Il nous semble, d'autre part, que le premier droit du salarié devrait être celui de pouvoir choisir si, oui ou non, il souhaite travailler le dimanche. Cette faculté de choix qui apparaît dans les motifs de la proposition, a été oubliée en chemin. Elle n'est à aucun moment reprise par le législateur. Pourquoi ce dernier ne pose-t-il pas le principe du libre choix par le salarié du jour de son repos ? Ce principe pourrait, d'ailleurs, être un critère d'ouverture des magasins le dimanche.

Tous les salariés ne sont, en effet, pas prêts à abandonner leur repos du dimanche, même contre une compensation financière. Le repos est peut-être attractif mais pour un père ou une mère de famille, quel intérêt de ne pas travailler le lundi alors que ses enfants sont à l'école et son compagnon est au travail ?

Cette proposition n'est, enfin, qu'une avancée minuscule par rapport à ce que sous entendaient les juges du fonds dans la décision "initiatrice" (CA Versailles, 14ème ch., 14 juin 2006, n° 05/06501, Fédération nationale des détaillants en Chaussures en France et autres c/ Syndicats Fédération des syndicats CFDT Commerces, Services, et force de vente). Dans l'arrêt en question, les contrevenants étaient les commerçants d'un centre commercial, or ce n'est pas à eux que la proposition de loi s'adresse, loin s'en faut. Ce sont donc d'eux que vient la réforme, mais ils n'en profiteront pas...quel paradoxe !

Tout ceci prouve que contrairement à ce que pouvait sous-entendre cette proposition, la France n'est pas prête à céder son repos dominical.
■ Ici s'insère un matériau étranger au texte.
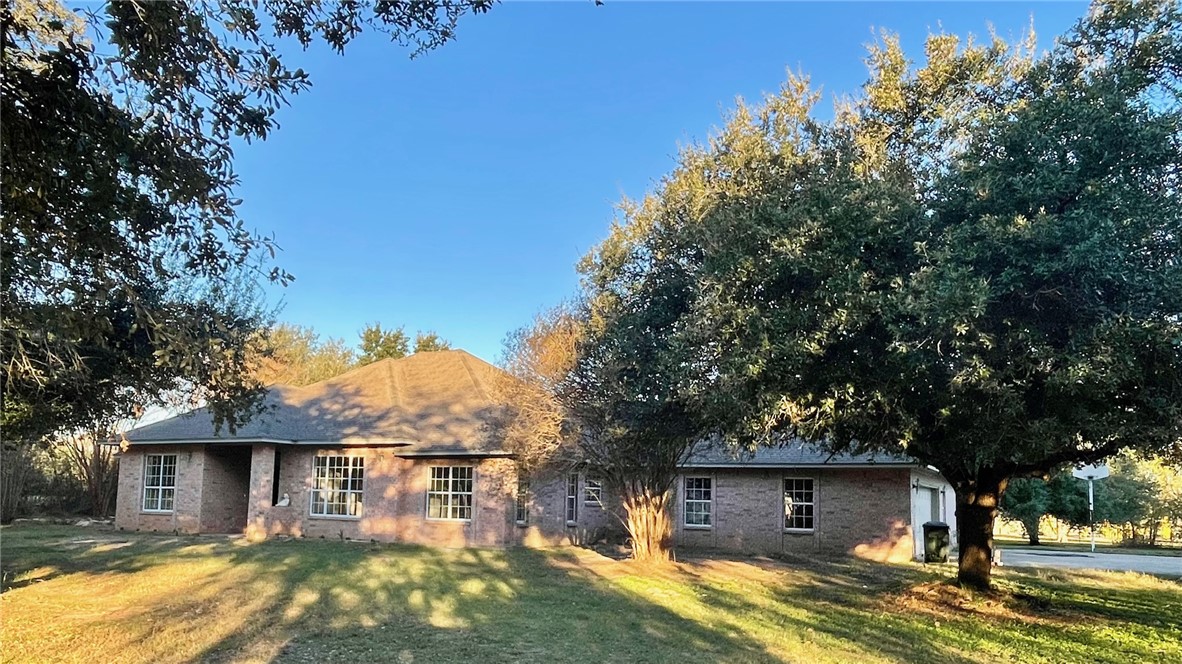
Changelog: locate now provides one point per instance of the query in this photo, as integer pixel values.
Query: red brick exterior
(865, 512)
(186, 515)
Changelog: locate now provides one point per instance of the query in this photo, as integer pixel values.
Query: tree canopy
(974, 264)
(116, 155)
(428, 342)
(291, 355)
(381, 344)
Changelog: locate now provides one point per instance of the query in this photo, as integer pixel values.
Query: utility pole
(1091, 473)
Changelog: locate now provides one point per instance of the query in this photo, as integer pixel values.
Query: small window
(592, 492)
(338, 482)
(699, 496)
(160, 482)
(449, 496)
(523, 502)
(572, 498)
(799, 503)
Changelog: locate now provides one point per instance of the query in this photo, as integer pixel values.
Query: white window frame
(697, 500)
(812, 489)
(452, 485)
(572, 499)
(350, 486)
(521, 503)
(592, 492)
(160, 487)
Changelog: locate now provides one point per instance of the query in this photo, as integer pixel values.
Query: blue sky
(456, 191)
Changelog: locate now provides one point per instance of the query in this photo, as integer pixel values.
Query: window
(572, 498)
(592, 492)
(449, 496)
(523, 502)
(337, 485)
(274, 480)
(799, 503)
(697, 501)
(160, 482)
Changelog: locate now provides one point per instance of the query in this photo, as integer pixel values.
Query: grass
(80, 594)
(1166, 548)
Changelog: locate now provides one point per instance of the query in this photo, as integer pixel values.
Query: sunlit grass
(84, 596)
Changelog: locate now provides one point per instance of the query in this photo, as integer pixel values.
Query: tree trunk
(976, 509)
(648, 523)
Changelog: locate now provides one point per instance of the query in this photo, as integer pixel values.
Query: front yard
(82, 594)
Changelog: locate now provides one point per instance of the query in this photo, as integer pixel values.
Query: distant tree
(538, 360)
(428, 342)
(1026, 502)
(116, 155)
(92, 462)
(973, 264)
(382, 344)
(291, 355)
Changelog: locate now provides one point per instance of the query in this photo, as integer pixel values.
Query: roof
(432, 402)
(794, 454)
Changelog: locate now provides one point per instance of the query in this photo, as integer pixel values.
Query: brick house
(403, 450)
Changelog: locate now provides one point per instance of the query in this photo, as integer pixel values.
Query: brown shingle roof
(433, 403)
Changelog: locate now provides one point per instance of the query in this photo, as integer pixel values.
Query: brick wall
(864, 512)
(186, 515)
(547, 514)
(394, 499)
(225, 488)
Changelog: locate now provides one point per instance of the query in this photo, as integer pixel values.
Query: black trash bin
(936, 541)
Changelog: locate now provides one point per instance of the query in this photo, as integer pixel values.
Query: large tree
(116, 155)
(604, 386)
(975, 264)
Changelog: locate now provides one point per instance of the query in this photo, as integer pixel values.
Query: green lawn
(1166, 548)
(79, 594)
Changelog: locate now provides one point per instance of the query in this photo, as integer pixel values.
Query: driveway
(1114, 561)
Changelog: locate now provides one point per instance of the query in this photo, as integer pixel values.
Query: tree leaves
(125, 266)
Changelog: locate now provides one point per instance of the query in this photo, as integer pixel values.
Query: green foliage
(381, 344)
(291, 355)
(123, 247)
(429, 342)
(1026, 501)
(974, 264)
(1067, 499)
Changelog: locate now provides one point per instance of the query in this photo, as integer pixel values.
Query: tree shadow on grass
(214, 599)
(220, 600)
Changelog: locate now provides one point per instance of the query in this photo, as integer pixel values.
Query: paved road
(1117, 561)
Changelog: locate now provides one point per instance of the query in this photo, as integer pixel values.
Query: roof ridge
(479, 384)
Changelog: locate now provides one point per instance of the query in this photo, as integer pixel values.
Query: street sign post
(1091, 473)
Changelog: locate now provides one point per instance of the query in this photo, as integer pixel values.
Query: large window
(799, 503)
(699, 498)
(592, 492)
(160, 482)
(449, 496)
(523, 502)
(337, 486)
(572, 498)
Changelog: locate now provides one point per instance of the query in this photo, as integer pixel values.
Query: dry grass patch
(77, 594)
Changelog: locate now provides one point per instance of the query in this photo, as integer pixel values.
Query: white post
(1091, 506)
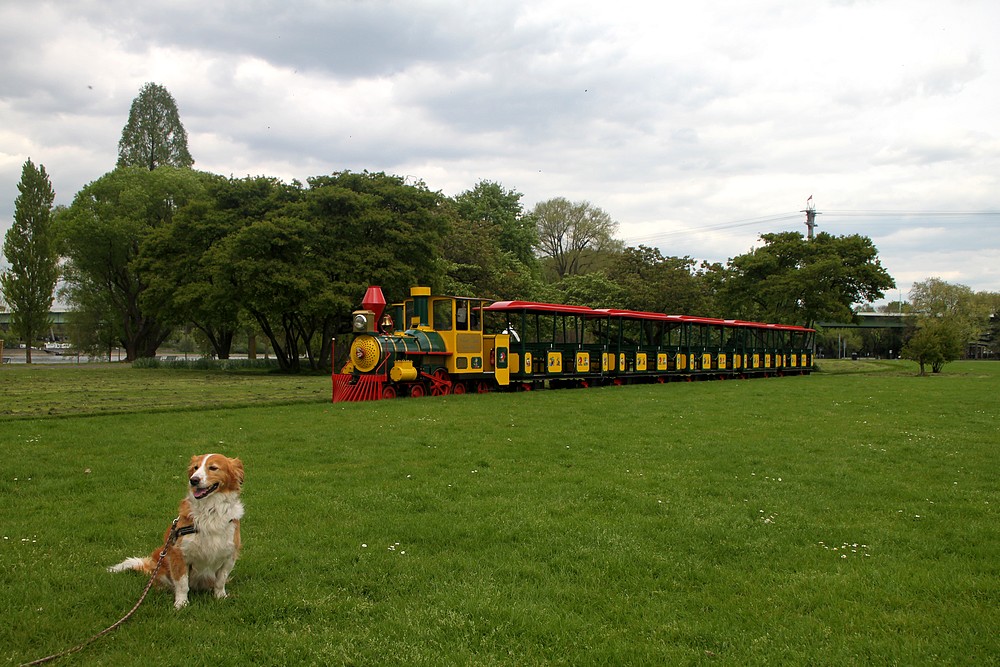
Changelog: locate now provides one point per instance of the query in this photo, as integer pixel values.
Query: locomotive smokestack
(374, 301)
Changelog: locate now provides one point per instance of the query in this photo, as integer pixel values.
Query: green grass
(89, 389)
(848, 517)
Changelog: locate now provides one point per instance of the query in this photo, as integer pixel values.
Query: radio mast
(810, 211)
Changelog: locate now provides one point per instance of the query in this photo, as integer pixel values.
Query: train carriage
(447, 344)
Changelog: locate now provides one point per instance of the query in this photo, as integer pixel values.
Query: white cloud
(669, 117)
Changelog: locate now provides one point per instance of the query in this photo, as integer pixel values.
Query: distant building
(57, 329)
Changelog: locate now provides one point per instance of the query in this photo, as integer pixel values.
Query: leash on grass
(171, 538)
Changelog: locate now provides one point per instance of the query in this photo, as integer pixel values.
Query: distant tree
(652, 282)
(574, 235)
(154, 136)
(301, 268)
(794, 280)
(936, 341)
(101, 234)
(949, 317)
(592, 289)
(490, 244)
(184, 260)
(30, 248)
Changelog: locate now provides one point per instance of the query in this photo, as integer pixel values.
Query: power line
(763, 221)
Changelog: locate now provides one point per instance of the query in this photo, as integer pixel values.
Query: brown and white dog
(208, 531)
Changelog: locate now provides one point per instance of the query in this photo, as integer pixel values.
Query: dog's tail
(144, 565)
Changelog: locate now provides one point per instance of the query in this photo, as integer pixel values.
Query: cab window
(442, 314)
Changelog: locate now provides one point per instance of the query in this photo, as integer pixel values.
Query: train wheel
(440, 383)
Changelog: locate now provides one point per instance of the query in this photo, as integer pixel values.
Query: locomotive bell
(364, 321)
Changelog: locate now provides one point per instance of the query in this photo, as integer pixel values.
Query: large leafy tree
(301, 268)
(791, 279)
(29, 246)
(574, 236)
(188, 277)
(649, 281)
(154, 136)
(101, 234)
(490, 245)
(948, 318)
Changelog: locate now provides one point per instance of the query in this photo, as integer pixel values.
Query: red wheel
(440, 383)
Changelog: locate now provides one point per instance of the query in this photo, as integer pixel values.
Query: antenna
(810, 211)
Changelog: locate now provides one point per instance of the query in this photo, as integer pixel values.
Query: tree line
(155, 244)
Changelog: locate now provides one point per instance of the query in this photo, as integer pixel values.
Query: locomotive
(442, 345)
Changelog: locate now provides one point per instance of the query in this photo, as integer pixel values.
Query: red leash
(174, 533)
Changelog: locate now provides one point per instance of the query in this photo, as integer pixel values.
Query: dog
(204, 543)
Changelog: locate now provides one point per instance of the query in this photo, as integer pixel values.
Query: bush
(206, 364)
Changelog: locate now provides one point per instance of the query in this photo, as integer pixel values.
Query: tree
(490, 244)
(572, 236)
(154, 136)
(301, 268)
(182, 259)
(29, 246)
(936, 341)
(652, 282)
(948, 318)
(101, 234)
(794, 280)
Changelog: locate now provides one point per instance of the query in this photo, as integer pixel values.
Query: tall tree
(30, 248)
(949, 317)
(102, 233)
(491, 244)
(154, 136)
(182, 259)
(660, 284)
(794, 280)
(573, 235)
(300, 268)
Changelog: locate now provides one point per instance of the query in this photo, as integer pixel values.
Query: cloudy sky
(697, 125)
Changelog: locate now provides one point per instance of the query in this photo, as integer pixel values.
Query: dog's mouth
(200, 493)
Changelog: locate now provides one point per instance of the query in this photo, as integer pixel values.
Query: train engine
(425, 345)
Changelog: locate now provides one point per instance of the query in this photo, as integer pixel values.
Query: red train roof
(538, 307)
(585, 311)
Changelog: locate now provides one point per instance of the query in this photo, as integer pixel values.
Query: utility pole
(810, 211)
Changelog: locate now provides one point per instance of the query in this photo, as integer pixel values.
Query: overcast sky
(696, 125)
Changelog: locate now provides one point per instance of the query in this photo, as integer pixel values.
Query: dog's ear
(238, 470)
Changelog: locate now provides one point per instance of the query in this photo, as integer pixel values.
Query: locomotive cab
(442, 349)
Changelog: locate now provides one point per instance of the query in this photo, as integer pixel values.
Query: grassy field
(849, 517)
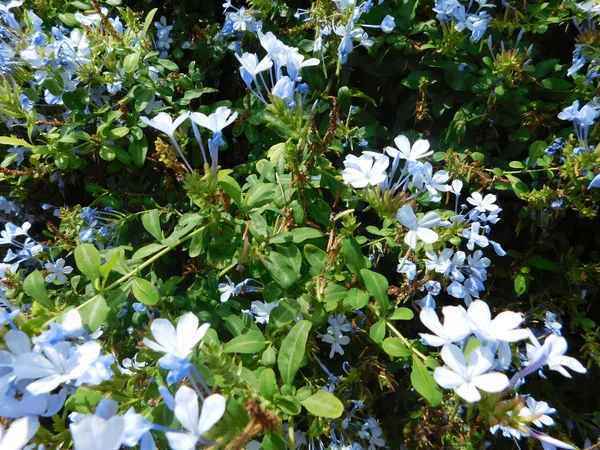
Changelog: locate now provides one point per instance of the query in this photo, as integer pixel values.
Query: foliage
(249, 209)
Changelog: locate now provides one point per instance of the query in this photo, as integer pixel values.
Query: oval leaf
(292, 351)
(87, 259)
(251, 342)
(144, 291)
(323, 404)
(394, 347)
(424, 384)
(402, 314)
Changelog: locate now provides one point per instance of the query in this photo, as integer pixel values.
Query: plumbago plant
(215, 236)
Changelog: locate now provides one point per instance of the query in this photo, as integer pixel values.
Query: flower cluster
(476, 350)
(350, 28)
(279, 56)
(214, 122)
(453, 12)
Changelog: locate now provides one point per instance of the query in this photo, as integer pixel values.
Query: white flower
(409, 268)
(57, 271)
(503, 328)
(180, 342)
(456, 187)
(432, 182)
(456, 326)
(469, 378)
(261, 310)
(19, 433)
(216, 121)
(420, 149)
(418, 229)
(284, 88)
(537, 412)
(295, 62)
(439, 263)
(334, 336)
(552, 324)
(336, 341)
(251, 67)
(163, 122)
(59, 363)
(338, 324)
(367, 170)
(552, 354)
(196, 424)
(482, 204)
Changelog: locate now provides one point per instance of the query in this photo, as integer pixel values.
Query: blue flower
(388, 24)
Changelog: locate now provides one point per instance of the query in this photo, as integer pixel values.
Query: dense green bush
(247, 205)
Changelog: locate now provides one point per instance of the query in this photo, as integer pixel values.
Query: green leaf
(292, 351)
(251, 342)
(144, 291)
(35, 286)
(267, 384)
(232, 188)
(315, 257)
(259, 195)
(148, 21)
(269, 358)
(556, 84)
(542, 263)
(300, 235)
(520, 284)
(138, 150)
(151, 222)
(87, 259)
(377, 286)
(323, 404)
(6, 140)
(94, 314)
(282, 272)
(353, 257)
(424, 384)
(167, 64)
(536, 151)
(285, 313)
(356, 298)
(377, 331)
(394, 347)
(402, 313)
(290, 405)
(518, 186)
(148, 250)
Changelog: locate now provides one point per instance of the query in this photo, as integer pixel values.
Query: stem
(405, 341)
(142, 266)
(291, 433)
(187, 164)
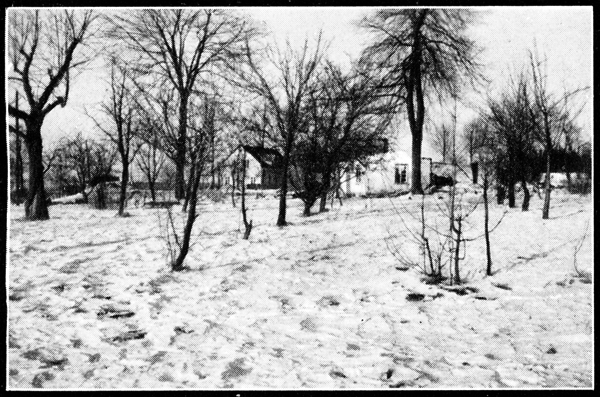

Mais pourquoi ce blocage du législateur ? Une loi de 1906, dit le rapport, prise principalement en considération de motifs religieux. Le repos dominical est-il commun à toutes les religions ? Il ne nous le semble pas. Nombre de salariés, mais également de chefs d'entreprises, pourraient, pour des considérations religieuses, souhaiter prendre leur repos un autre jour de la semaine.